Beatriz reconoció la voz y la sangre se le heló en las venas, pero el aliento le alcanzó para preguntar en el mismo tono.

– ¡Cuál medicina! ¡Cuál medicina! -La de la señora -gritó el mayordomo.

Entonces se aclaró que quería el nombre de la medicina que Maruja tomaba para la circulación.

– Vasotón -dijo Beatriz. Y enseguida, ya repuesta, preguntó-: ¿Y cómo está? -Yo bien -dijo el mayordomo-. Muchas gracias.

– Usted no -corrigió Beatriz-. Ella.

– Ah, tranquila -dijo el mayordomo-. La señora está bien.

Beatriz colgó en seco y se echó a llorar con la náusea de los recuerdos atroces: la comida infame, el muladar del baño, los días siempre iguales, la soledad espantosa de Maruja en el cuarto pestilente. De todos modos, en la sección deportiva de un noticiero de televisión insertaron un anuncio misterioso: Tome Basotón. Pues le habían cambiado la ortografía para evitar que algún laboratorio despistado protestara por el uso de su producto con propósitos inexplicables.

La segunda llamada del mayordomo, varias semanas después, fue muy distinta.
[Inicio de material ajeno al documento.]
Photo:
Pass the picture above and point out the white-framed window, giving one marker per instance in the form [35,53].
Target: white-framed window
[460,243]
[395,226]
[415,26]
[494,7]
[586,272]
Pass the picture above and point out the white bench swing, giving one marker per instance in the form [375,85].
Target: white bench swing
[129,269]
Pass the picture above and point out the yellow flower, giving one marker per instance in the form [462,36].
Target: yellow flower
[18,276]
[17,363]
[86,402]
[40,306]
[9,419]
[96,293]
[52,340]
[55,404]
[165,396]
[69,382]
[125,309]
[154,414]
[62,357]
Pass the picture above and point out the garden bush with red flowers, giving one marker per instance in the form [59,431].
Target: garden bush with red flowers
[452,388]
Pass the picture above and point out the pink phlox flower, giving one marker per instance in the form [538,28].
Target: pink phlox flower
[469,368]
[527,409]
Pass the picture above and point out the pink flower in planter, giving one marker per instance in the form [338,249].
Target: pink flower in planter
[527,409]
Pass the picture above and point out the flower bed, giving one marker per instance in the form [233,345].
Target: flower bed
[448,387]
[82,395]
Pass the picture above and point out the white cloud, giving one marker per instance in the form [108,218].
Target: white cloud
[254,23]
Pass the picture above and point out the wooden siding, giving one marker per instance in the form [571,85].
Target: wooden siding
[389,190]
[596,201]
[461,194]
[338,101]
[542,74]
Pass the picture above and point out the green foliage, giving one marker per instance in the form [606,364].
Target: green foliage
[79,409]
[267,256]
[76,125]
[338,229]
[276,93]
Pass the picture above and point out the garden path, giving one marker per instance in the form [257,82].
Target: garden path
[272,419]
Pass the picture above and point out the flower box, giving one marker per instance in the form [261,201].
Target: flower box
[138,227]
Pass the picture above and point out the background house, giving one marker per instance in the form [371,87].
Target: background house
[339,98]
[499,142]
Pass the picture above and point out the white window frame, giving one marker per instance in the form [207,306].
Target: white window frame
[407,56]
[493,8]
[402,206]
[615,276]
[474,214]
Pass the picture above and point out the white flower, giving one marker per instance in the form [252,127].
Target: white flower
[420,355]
Beatriz tardó en identificar la voz enrarecida por algún artificio. Pero el estilo era más bien paternal.

– Recuerde lo que hablamos -dijo-. Usted no estuvo con doña Marina. Con nadie.

– Tranquilo -dijo Beatriz, y colgó.

Guido Parra, embriagado por el primer éxito de su diligencia, le anunció a Villamizar que la liberación de Maruja era cuestión de unos tres días. Villamizar se lo transmitió a Maruja en una rueda de prensa por radio y televisión. Por otra parte, los relatos de Beatriz sobre las condiciones del cautiverio le dieron a Alexandra la seguridad de que sus mensajes llegaban a su destino. Así que le hizo una entrevista de media hora en la cual Beatriz contó todo lo que Maruja quería saber: cómo la habían liberado, cómo estaban los hijos, la casa, los amigos, y qué esperanzas de ser libre podía sustentar.

A partir de entonces harían el programa con toda clase de detalles, con la ropa que se ponían, las cosas que compraban, las visitas que recibían. Alguien decía: «Manuel ya preparó el pernil». Sólo para que Maruja se diera cuenta de que aún seguía intacto el orden que ella había dejado en su casa. Todo esto, por frívolo que pudiera parecer, tenía un sentido alentador para Maruja: la vida seguía, Sin embargo, los días pasaban y no se veían indicios de liberación. Guido Parra se enredaba en explicaciones vagas y pretextos pueriles; se negaba al teléfono; desapareció. Villamizar lo llamó al orden. Parra se extendió en preámbulos. Dijo que las cosas se habían complicado por el incremento de la masacre que la policía estaba haciendo en las comunas de Medellín. Alegaba que mientras el gobierno no pusiera término a aquellos métodos salvajes era MUY difícil la liberación de nadie. Villamizar no lo dejó llegar al final.